Because we cannot determine from the record on appeal the basis for the court's award of attorney fees, including whether the court declined to apportion fees between causes of action because it found the issues connected or intertwined (see, e.g., Amtower v. Photon Dynamics, Inc. (2008) 158 Cal.App.4th 1582, 1604 ["[w]here fees are authorized for some causes of action in a complaint but not for others, allocation is a matter within the trial court's discretion"]) or how the court addressed claims of excessiveness (see, e.g., Akins v. Enterprise Rent-A-Car Co. (2000) 79 Cal.App.4th 1127, 1134 ["[t]he only proper basis of reversal of the amount of an attorney fees award is if the amount awarded is so large or small that it shocks the conscience and suggests that passion and prejudice influenced the determination"]), we are in no position to disturb the court's ruling. (See Aguilar v. Avis Rent A Car System, Inc. (1999) 21 Cal.4th 121, 132 ["[w]e reject defendants' claim, therefore, because they failed to provide this court with a record adequate to evaluate this contention"]; Maria P. v. Riles (1987) 43 Cal.3d 1281, 1295-1296 ["[b]ecause they failed to furnish an adequate record of the attorney fee proceedings, defendants' claim must be resolved against them"]; see also Vo v. Las Virgenes Municipal Water Dist. (2000) 79 Cal.App.4th 440, 448 ["[t]he absence of a record concerning what actually occurred [in the trial court] precludes a determination that the trial court abused its discretion"].)
DISPOSITION
The findings in favor of Park on the causes of action for violation of section 970 and fraud are reversed, and the damages awarded are reduced by $65,796.94. The judgment is affirmed in all other respects. The postjudgment order awarding attorney fees is affirmed. The parties are to bear their own costs on appeal.

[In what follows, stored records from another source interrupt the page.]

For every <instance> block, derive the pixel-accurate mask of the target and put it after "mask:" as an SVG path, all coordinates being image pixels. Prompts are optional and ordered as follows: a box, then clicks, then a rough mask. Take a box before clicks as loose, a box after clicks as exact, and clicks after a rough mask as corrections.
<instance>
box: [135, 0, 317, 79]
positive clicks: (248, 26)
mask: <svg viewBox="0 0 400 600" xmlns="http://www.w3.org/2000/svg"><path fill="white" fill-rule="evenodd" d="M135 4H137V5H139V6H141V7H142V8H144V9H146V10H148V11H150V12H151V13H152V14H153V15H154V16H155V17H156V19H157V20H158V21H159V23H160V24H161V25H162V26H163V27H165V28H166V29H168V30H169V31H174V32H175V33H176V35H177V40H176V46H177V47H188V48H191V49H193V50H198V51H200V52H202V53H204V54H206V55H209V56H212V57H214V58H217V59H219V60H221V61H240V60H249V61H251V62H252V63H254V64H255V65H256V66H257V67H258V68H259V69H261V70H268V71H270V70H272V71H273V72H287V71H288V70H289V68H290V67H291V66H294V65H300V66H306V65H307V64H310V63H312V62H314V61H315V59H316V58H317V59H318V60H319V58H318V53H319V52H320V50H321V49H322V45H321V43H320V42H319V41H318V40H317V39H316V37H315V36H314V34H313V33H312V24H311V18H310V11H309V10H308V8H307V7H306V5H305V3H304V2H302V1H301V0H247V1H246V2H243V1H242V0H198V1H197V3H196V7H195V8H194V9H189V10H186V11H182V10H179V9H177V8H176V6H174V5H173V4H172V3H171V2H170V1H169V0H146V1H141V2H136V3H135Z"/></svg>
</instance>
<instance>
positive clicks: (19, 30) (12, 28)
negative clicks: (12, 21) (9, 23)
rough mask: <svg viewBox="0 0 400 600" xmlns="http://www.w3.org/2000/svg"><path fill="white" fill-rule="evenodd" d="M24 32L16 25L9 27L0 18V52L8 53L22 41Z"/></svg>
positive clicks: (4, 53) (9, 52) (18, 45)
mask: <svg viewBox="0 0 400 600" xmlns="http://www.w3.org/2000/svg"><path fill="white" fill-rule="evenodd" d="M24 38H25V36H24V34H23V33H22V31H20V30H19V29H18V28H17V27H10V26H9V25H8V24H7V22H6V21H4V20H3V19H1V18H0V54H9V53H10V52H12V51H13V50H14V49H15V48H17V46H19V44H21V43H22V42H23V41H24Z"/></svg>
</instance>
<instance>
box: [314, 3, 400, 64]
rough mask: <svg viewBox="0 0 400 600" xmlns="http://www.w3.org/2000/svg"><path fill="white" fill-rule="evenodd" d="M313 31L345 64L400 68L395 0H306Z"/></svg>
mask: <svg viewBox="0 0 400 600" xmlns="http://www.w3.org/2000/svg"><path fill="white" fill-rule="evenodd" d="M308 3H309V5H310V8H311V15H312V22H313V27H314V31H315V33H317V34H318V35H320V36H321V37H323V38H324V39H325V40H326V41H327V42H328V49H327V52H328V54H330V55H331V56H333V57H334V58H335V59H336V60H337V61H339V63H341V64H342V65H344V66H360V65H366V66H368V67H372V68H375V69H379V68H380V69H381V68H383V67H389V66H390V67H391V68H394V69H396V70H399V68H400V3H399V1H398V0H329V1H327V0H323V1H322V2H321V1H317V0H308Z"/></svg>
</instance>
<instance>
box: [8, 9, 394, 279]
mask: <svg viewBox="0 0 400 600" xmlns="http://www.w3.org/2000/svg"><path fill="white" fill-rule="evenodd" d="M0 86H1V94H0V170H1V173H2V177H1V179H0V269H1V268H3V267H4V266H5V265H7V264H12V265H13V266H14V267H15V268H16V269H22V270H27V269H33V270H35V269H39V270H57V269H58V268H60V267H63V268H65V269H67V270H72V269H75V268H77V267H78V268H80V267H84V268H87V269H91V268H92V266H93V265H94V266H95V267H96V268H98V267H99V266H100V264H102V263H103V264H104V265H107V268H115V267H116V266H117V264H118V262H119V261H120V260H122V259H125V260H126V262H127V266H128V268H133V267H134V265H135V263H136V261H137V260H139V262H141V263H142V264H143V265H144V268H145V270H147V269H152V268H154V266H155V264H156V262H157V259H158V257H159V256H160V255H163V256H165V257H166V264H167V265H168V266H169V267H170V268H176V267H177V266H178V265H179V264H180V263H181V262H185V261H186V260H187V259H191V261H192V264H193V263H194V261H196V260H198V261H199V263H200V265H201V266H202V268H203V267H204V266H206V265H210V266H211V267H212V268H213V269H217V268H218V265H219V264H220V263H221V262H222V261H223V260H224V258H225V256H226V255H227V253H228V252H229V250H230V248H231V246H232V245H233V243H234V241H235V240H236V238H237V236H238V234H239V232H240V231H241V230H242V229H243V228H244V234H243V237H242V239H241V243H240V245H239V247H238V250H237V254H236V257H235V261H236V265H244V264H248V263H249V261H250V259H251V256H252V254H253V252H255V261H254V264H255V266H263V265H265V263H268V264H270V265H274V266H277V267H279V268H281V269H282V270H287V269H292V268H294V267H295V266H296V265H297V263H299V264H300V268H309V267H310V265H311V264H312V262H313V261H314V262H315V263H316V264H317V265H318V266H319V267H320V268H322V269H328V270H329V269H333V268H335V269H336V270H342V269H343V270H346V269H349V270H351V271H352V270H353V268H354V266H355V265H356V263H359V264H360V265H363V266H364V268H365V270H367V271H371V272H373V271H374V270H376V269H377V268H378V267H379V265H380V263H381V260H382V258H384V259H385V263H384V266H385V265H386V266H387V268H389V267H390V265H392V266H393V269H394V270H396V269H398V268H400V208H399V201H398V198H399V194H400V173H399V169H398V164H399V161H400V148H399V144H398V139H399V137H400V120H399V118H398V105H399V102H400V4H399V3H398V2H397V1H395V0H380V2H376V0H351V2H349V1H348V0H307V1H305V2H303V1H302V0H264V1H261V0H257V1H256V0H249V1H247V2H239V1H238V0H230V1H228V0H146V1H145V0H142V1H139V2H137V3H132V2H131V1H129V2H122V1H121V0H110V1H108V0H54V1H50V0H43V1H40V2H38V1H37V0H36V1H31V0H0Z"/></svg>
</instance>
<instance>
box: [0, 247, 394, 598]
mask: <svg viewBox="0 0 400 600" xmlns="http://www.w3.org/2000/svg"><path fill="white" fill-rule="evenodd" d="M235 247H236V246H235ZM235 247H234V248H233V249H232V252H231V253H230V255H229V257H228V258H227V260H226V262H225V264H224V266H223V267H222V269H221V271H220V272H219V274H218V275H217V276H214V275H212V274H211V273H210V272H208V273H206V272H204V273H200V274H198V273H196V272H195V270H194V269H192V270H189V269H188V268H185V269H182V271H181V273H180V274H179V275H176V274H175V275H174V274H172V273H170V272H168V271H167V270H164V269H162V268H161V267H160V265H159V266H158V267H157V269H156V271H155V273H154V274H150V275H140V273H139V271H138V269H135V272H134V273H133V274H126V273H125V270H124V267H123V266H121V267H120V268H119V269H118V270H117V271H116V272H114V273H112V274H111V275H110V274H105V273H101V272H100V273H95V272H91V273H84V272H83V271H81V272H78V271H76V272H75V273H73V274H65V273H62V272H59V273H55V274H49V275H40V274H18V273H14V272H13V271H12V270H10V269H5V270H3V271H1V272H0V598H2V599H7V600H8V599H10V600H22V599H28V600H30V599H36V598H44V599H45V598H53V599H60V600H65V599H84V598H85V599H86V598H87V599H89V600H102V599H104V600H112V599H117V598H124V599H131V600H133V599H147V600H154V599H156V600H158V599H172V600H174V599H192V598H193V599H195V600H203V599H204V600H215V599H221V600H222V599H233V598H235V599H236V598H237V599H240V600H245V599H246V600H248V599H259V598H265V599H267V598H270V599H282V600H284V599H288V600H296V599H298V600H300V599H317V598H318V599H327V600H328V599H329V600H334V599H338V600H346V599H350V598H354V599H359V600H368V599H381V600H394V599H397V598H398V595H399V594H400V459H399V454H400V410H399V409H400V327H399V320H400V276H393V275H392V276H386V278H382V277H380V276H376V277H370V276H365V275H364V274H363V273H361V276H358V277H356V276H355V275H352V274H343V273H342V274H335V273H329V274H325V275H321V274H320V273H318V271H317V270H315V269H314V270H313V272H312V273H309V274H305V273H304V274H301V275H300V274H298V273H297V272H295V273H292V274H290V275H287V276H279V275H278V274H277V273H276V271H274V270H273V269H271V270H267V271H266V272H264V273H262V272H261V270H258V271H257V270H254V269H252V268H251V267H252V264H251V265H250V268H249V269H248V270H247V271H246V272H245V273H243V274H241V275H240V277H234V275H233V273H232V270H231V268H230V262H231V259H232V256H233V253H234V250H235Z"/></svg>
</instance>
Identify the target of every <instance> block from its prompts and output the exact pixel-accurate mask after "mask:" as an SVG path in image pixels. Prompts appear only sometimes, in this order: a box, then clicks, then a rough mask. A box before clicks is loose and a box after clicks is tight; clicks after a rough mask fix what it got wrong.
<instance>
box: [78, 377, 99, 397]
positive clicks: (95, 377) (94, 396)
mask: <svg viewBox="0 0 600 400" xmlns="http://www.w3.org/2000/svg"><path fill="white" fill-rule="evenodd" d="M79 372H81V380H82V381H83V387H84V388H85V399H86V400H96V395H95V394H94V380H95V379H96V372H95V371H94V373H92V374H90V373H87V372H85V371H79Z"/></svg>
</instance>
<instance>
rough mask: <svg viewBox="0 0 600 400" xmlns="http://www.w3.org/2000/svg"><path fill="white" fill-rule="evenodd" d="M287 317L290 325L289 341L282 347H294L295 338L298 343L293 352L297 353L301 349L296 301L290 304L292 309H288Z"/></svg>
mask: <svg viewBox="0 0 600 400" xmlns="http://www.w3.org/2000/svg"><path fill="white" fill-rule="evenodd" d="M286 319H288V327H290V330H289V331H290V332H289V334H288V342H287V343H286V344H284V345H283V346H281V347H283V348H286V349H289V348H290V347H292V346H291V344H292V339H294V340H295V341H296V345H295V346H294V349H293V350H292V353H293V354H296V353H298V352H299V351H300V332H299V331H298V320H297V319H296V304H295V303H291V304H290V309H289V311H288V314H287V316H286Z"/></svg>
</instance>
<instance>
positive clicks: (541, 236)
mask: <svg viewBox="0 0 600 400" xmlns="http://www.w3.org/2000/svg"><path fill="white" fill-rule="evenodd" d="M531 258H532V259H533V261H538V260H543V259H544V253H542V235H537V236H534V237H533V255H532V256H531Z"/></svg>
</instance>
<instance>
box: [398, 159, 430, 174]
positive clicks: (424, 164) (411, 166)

Our reversal of the causes of action for violating section 970 and fraud does not affect the award of attorney fees because fees were not available, and therefore could not have been awarded, for those claims. Further, Korea Daily and Media Network have not requested remand for reconsideration of attorney fees should judgment on one or more of the causes of action be reversed.
PERLUSS, P.J.
We concur:
SEGAL, J.
Judge of the Los Angeles County Superior Court, assigned by the Chief Justice pursuant to article VI, section 6 of the California Constitution.